Re: Concrete syntax, character sets

>  - How easy is it to find libraries to deal with ISO 10646 in general,
>or Unicode in general, or UTF-8 in particular?

There are a few. I remember a group in France (I just moved so I've
lost my URL list for the moment) produced such a library
recently. Also, FreeBSD has a fairly good runes package. MSVC, and
most modern OS's also come with wide version of all the str* faimily.

>  - Do these libraries coexist well with current versions of yacc, lex,
>bison, and flex?

Yes, thought not as easily as one would wish, it is still easy. I'm
also surprised that everyone is so hooked on YACC. There are better
tools available, and for the trivial grammars we are talking about,
hand written parsers would take very little time to write.

>  - Are there relatively simple ways of either converting from the
>system character sets of prominent platforms into Unicode / UTF-8, or
>ways of persuading standard tools to emit Unicode/utf-8 data?

Yes. The tables are available at www.unicode.org, and writing a tool
to take the tables, and turn them into a conversion engine is fairly
trivial. 

>  - there are good libraries, freely available, to handle wide
>characters -- at least utf-8 encoding of Unicode ...

Most OS's/compilers  have them...

>  - they work with yacc and lex (or, probably more important, flex and
>bison) and reasonably widely available C compilers (notably gcc)

This requires a little work, but not much. GCC can support wide
characters, though the input side of GCC (last time I looked) still
required more work to be truly I18N. The libraries from the GNU folk
do support wide characters.

>  - we can include a clear set of dos and donts for programmers to
>follow, so that those used to thinking of characters as seven-bit
>numbers can have a prayer of writing code that actually works with wide
>character sets.

If client and servers do content negotiation correctly, a 7 bit parser 
will never see wide data (except via numeric character references
etc. which can he handled in any way they wish). 

>- we can point people to sources of information and instruction.

The I18N pages at W3C are a reasonable starting point.

>  - we can specify a reasonably straightforward way to work with
>XML on systems that don't have system support for Unicode.  Current
>Java implementations may be worth emulating here; they seem to work
>very well with non-Unicode data despite the unbending fundamental
>principle that Java data and program source are all, always, Unicode,
>period.

Well. JAVA doesn't yet handle Japanese properly... nor do it's
localised input streams work properly...

>It isn't enough for internationalization to be *possible*; we need to
>say, crisply and clearly and *briefly*, what the requirements are and
>how to meet them.

Easy to do. If we stick to a single document character set, the all we
need to do is require (as the HTML I18N draft does) that all numeric
character references be resolved in the document character set, whuich
in practise *may* mean that an XML application just tosses data
outside the acceptable range of it's internal representation.
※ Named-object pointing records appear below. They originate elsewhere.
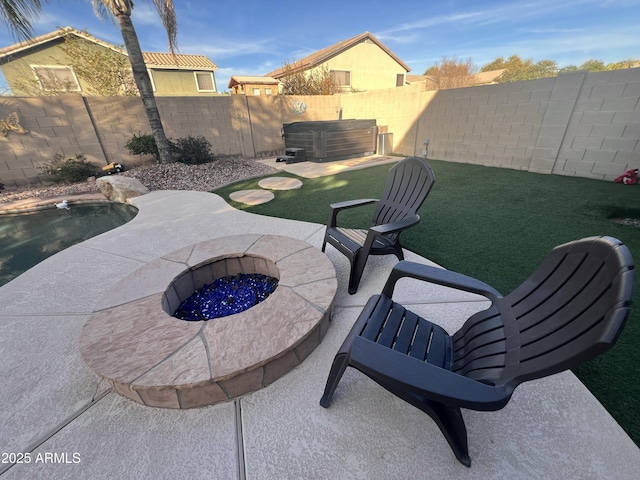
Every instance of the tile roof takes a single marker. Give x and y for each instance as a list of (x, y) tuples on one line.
[(164, 60), (325, 54), (179, 60)]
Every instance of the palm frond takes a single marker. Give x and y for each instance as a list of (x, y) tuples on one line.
[(167, 12), (18, 16)]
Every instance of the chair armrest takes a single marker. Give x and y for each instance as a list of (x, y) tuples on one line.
[(336, 208), (435, 383), (439, 276), (396, 226)]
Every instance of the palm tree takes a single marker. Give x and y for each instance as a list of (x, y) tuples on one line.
[(18, 16), (121, 10)]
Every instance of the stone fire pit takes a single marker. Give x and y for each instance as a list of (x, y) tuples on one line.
[(151, 357)]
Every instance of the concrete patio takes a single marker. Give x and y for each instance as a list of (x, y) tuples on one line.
[(56, 408)]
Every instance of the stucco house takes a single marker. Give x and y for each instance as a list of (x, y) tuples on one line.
[(253, 85), (359, 64), (41, 66)]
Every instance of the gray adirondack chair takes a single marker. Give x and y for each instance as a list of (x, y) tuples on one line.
[(408, 184), (571, 309)]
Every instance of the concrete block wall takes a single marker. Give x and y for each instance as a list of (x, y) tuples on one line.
[(582, 124), (269, 113), (578, 124), (54, 125), (399, 109), (602, 138), (494, 125)]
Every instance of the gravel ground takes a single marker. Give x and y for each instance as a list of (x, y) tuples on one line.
[(176, 176)]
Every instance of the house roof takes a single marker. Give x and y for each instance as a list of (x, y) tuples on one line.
[(325, 54), (163, 60), (178, 60), (244, 79)]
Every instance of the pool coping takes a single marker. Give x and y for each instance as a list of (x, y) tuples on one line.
[(40, 203)]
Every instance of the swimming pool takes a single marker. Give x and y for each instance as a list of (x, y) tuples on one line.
[(28, 238)]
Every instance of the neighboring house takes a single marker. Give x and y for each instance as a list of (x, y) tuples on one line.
[(41, 67), (358, 64), (249, 85), (474, 80)]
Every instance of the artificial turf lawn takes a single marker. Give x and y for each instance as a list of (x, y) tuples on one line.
[(497, 225)]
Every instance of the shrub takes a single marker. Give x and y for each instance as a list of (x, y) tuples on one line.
[(69, 170), (194, 150), (190, 150), (142, 144)]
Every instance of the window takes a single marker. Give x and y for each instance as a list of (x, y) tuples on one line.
[(204, 82), (153, 82), (341, 77), (55, 78)]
>markup -- well, SGML has *always* made it possible to use non-Latin-1
>characters, and HTML has not; at the same time, HTML has been relatively
>easy to implement, and SGML has not.  Which is supported by more
>software?  Which is used by more people?

This is not due to I18N problems, though they certainly play a role. I
would argue that other "features" are more to blame.
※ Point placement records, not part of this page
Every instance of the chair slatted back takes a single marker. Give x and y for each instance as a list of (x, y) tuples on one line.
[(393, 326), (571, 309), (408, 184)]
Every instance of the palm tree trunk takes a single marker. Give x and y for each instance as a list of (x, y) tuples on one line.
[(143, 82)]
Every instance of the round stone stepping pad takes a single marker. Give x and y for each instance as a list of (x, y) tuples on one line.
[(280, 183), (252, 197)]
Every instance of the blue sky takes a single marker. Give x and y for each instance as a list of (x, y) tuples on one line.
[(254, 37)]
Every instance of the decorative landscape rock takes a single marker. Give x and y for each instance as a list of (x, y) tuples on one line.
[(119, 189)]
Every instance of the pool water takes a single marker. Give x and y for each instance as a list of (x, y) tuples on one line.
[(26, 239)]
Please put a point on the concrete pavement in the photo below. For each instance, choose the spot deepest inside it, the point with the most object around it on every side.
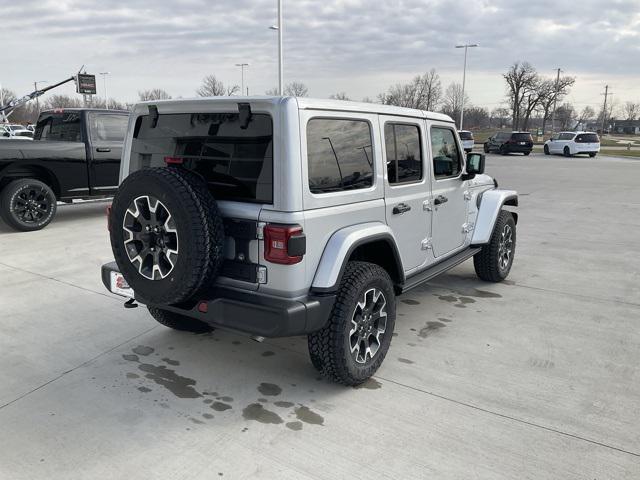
(537, 377)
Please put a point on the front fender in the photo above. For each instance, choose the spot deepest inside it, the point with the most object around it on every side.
(339, 248)
(490, 206)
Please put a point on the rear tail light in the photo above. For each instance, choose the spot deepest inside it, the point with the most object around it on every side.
(284, 244)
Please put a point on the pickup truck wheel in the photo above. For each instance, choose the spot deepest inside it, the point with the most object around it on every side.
(167, 234)
(353, 344)
(27, 204)
(178, 322)
(494, 261)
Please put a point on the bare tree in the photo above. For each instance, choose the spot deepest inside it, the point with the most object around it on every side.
(339, 96)
(452, 100)
(551, 92)
(212, 87)
(296, 89)
(631, 110)
(153, 94)
(424, 92)
(522, 82)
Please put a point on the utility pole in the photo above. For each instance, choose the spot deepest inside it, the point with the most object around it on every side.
(604, 107)
(555, 104)
(242, 65)
(464, 77)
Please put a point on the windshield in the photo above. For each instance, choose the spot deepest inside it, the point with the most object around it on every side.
(237, 162)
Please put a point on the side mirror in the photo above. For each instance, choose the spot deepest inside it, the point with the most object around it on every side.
(475, 165)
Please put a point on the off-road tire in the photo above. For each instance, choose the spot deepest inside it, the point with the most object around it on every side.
(179, 322)
(487, 262)
(200, 233)
(44, 204)
(329, 347)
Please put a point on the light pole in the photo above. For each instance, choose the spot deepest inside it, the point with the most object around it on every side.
(464, 77)
(279, 28)
(35, 86)
(242, 65)
(104, 82)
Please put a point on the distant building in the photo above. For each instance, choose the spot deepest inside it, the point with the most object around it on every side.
(626, 126)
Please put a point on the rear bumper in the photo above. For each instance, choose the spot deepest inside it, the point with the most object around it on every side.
(250, 312)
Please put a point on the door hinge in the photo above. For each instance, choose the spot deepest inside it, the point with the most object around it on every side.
(260, 230)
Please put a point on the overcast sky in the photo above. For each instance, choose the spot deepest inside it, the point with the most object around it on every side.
(356, 46)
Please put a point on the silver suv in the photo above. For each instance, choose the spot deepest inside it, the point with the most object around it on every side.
(281, 216)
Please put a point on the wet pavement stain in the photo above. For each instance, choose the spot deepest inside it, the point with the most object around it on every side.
(220, 407)
(180, 386)
(269, 389)
(447, 298)
(257, 412)
(295, 426)
(308, 416)
(142, 350)
(430, 328)
(370, 384)
(409, 301)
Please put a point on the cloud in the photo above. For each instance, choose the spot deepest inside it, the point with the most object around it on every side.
(359, 46)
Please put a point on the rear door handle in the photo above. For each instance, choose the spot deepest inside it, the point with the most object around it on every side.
(401, 208)
(440, 199)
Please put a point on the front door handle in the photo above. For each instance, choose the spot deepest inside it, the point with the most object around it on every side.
(440, 199)
(401, 208)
>As noted:  I'm in favor of i18n.  The best way to advance that cause,
>though, is to provide a simple spec that shows implementors how to
>support i18n.  Complexity of treatment, or even worse complexity of
>implementation, will not help the cause.  If we want XML to support
>i18n, we have to find ways to help implementors find their way through
>the attendant problems.

Once the core syntax is decided, I would be more than happy to define
the I18N features required. Actually, we could probably get Rick to
join in that effort as well, to our benefit.